If you have an educational background in music, one career path that you may consider is becoming a vocal coach. Giving voice lessons isn't easy by any means, but there is high-income potential, especially if you work with older clients. You aren't limited to lessons for adults, though. You also have flexibility to work with children and teens. Flexibility is the name of the game, actually, since you'll get to make your own schedule and name your own prices. Here's how to give a voice lesson, no matter the age of your student or how long the lesson is scheduled to last.

Warm up your student. To sing well, you have to be relaxed and have good posture. Have your student roll his or her shoulders and neck slowly, and correct your student's posture throughout the lesson.

Warm up your student's voice. You don't need a complex warm-up system, but don't rush through warm ups, because that could hurt your student's vocal chords during the lesson. Start by humming; have your student hum a comfortable note, and then work up the scale. As your student warms up, move on to singing the word "ME" up and down the scales, and repeat with the "AH" sound.

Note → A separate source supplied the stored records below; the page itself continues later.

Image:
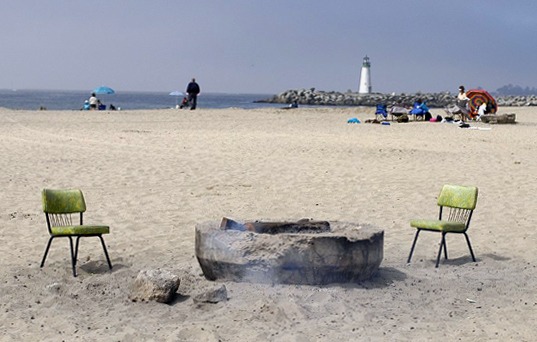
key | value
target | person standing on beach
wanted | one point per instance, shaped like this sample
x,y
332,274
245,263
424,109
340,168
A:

Assess your student's current vocal skills if you have not worked together before. Have your student sing a simple, well-known song and watch for breathing, vocal tone and quality, vocal range, pronunciation and confidence.

Help your student build vocal range. Arpeggios are the best way to build vocal range with your student. Start with a comfortable key for your student, and have him sing as you play along on the piano. Work down with the arpeggios, getting lower and lower until your student can no longer hit the notes, then work up the scale higher and higher, until your student's voice is strained. Encourage your student to sing out (but not shout), and push your student's limits.

Help your student eliminate any nasal, tight sound. To achieve this sound, have your student yawn, but with a closed mouth. the throat should relax and the jaw and tongue should drop. When singing the note, your student should make an oval shape with the mouth.

Work on breathing techniques with your student. When singing, you need to support from the diaphragm. Have your student pretend to blow out birthday cake candles to understand how to force air from the diaphragm.

Choose music that your student can perfect in order to perform, either at performances or at auditions. Work together to determine trouble spots, make the sheet music for breathing patterns, and pronounce the words clearly.

Talk to your student about confidence when on stage. You want your student to be able to perform solo in front of a crowd. If your student isn't confident with this, start with small performances for friends and family members.

Tape performances and review them with your student.


  • Don't take on too many students. You should have time to show them all the attention they need to get better at singing.


  • Make sure that your student stays hydrated. Have your student drink plenty of water to avoid damaging the vocal chords.